Why it matters: Zoning ordinances give effect to the general plan's goals; commissioners said the current zoning code contains language and categories that do not match the 2021 general plan and that updating both documents in tandem could prevent repetitive editing and multiple rounds of public hearings.

What the commission agreed to do: Commissioners volunteered to review individual chapters and return short, organized edits that identify goals, existing conditions, and policy actions rather than rewrite language line-by-line. Elena volunteered to lead work on environment; Nick Vincent agreed to focus on housing; Phoenix Funke will review the economy chapter; Daryl agreed to cover transportation and roads; Chair Tosta will continue the land-use chapter and staff will post materials and example plans in the meeting folder.

Resources and timeline: Commissioners asked staff to gather model plans and training resources, including material from the Utah League of Cities and Towns and the 5-County Land Use Academy, to inform drafting. Chair Tosta proposed and commissioners accepted a Feb. 10 joint meeting with the Town Council (two-hour window proposed, to be confirmed) so the council can provide written direction that the commission can follow.

Concerns and process notes: Several commissioners cautioned about workload and technical capacity to edit lengthy documents and recommended breaking the work into bite-sized assignments and using outside assistance for ordinance drafting and legal review.
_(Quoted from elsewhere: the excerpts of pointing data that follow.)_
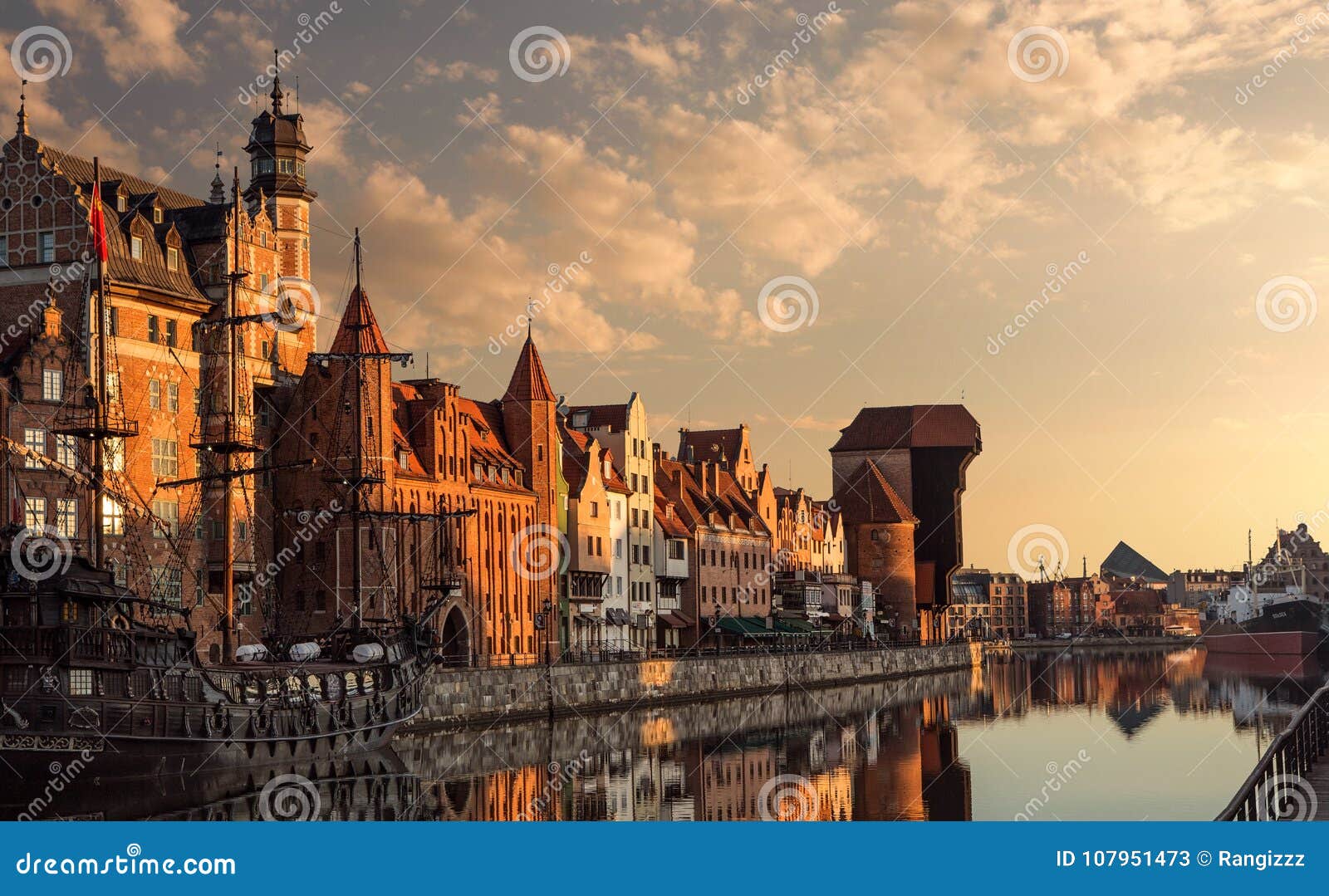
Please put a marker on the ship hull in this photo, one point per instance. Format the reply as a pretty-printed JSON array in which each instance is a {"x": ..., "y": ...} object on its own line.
[{"x": 1264, "y": 644}]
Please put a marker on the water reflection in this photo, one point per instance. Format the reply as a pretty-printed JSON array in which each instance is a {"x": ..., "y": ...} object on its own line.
[
  {"x": 1158, "y": 734},
  {"x": 1125, "y": 734}
]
Chair Tosta said a land-use attorney review may be needed after draft revisions are prepared.

Public input: During general public comment, a resident identified as Peg urged the commission to include an annexation policy in the general plan, saying an annexation section should be a data-driven chapter addressing contiguous areas, population counts, infrastructure needs, septic and water availability rather than an endorsement of annexation.

Next steps: Staff will post a Word version of the plan and example general plans in the meeting folder, commissioners will complete assigned chapter reviews ahead of the Feb. 17 meeting, and the commission will submit bylaw edits and resolution language for consideration at the next planning commission meeting.